Никто тогда не знал, что до дня, разделившего жизнь на «до» и «после», остаётся чуть больше года. Что Клавкины мечты обернутся прахом, а тихая Зина окажется в центре такой драмы, какой ни в одном театре не ставят. И что маленькая Таня, ещё не умеющая толком ходить, станет тем камнем, на котором проверят прочность человеческие души.

Стоял январь 1937-го. Над Каменным Логом кружила метель, заметая дороги. В шахте на десятом горизонте взяли рекордную выработку, и Пётр Белов пришёл домой трезвый, но весёлый — ему выписали благодарность и отрез на костюм. Клавка хлопотала у печки, что-то напевала, поглядывая на мужа с неожиданной нежностью. Таня, которой сравнялось два годика, топала по половицам в вязаных носочках и лепетала что-то на своём детском языке. Зина сидела тут же, чистила картошку и слушала, как за окном воет ветер.

— Хорошо-то как, — сказала вдруг Клавка. — Живём. Петя, давай ещё одного ребёночка?

Пётр усмехнулся в усы, ничего не ответил. А Зина перехватила взгляд Клавки — быстрый, почти испуганный. Словно та сама не поняла, зачем это сказала.

Ветер взвыл сильнее, дверь дрогнула. Зина плотнее запахнула платок, чувствуя, как по спине пробежал холодок. Не от сквозняка — от предчувствия. От того самого, что живёт в каждом человеке, но редко подаёт голос.

Год только начинался.

***

Май 1937-го

Май в тот год выдался ранний, дружный. Снег сошёл за неделю, обнажив рыжую глину, прошлогодний мусор и чёрную угольную крошку, въевшуюся в каждую щель. Лог наполнился шумом ручьёв, криком грачей, запахом оттаявшей земли и прелой коры. В такие дни даже в прокопчённом Каменном Логу дышалось легче, и женщины, выходя по утрам к колонке, подставляли лица солнцу — бледные, усталые, но с проблеском какой-то робкой весенней надежды.

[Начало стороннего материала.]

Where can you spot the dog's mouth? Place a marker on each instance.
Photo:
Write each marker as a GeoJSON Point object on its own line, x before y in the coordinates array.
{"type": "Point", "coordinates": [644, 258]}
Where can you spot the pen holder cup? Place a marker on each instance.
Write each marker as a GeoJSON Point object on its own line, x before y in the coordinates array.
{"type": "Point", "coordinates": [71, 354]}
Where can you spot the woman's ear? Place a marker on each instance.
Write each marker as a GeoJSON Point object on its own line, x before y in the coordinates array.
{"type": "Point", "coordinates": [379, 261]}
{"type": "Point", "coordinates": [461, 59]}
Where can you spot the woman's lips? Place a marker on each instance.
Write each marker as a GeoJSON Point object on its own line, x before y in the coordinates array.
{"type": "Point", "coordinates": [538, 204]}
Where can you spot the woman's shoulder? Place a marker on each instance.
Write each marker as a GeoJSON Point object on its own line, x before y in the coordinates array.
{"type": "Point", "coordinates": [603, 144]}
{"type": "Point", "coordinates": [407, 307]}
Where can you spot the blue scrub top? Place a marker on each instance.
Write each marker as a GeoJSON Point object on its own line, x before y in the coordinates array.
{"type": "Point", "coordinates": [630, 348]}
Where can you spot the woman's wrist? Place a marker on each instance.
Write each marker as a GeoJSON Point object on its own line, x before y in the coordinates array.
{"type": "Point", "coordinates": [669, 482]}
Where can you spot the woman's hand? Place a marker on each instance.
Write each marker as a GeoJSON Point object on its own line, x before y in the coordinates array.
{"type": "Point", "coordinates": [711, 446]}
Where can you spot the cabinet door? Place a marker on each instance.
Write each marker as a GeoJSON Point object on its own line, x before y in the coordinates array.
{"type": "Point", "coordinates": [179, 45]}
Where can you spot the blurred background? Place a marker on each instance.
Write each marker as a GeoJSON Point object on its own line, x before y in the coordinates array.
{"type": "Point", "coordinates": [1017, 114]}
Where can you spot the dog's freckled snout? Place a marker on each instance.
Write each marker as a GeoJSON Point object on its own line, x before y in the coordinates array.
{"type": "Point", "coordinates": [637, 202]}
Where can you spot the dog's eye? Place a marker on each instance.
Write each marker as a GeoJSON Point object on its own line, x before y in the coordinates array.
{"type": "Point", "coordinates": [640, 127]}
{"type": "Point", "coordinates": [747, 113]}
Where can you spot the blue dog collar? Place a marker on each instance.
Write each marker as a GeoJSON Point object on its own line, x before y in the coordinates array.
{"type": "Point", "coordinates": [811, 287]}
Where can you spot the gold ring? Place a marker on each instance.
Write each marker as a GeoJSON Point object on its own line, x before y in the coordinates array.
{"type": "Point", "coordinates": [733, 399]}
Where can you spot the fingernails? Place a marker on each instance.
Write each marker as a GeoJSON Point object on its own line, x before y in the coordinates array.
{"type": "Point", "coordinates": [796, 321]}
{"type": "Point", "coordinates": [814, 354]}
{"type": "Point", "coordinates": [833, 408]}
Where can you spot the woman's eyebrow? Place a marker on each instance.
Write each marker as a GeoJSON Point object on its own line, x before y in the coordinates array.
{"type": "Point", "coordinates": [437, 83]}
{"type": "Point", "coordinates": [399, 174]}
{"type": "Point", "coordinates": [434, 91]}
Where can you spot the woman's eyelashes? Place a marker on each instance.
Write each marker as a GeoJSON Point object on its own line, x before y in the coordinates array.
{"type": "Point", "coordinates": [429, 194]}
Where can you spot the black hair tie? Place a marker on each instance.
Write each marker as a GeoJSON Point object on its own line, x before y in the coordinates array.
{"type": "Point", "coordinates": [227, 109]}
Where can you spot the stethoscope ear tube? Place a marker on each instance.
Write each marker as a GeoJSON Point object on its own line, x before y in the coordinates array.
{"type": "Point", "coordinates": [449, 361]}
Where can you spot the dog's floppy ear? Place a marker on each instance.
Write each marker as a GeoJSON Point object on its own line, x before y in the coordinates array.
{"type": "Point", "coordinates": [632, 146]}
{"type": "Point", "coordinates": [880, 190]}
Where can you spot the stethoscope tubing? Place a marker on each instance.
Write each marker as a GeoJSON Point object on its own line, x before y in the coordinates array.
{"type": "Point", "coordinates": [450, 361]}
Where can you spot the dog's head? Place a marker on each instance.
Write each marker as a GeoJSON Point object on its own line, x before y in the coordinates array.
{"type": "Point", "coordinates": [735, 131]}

Клавка в то утро проснулась рано, раньше мужа. Такого с ней почти не бывало. Обычно Пётр вставал затемно, гремел рукомойником и уходил на смену, а она ещё час, а то и два нежилась под ватным одеялом. Но сегодня что-то толкнуло её — не то сон дурной, не то сердце. Она села на кровати, спустив ноги на холодный пол, и долго смотрела в окно. За мутным стеклом розовела полоска зари над отвалами породы.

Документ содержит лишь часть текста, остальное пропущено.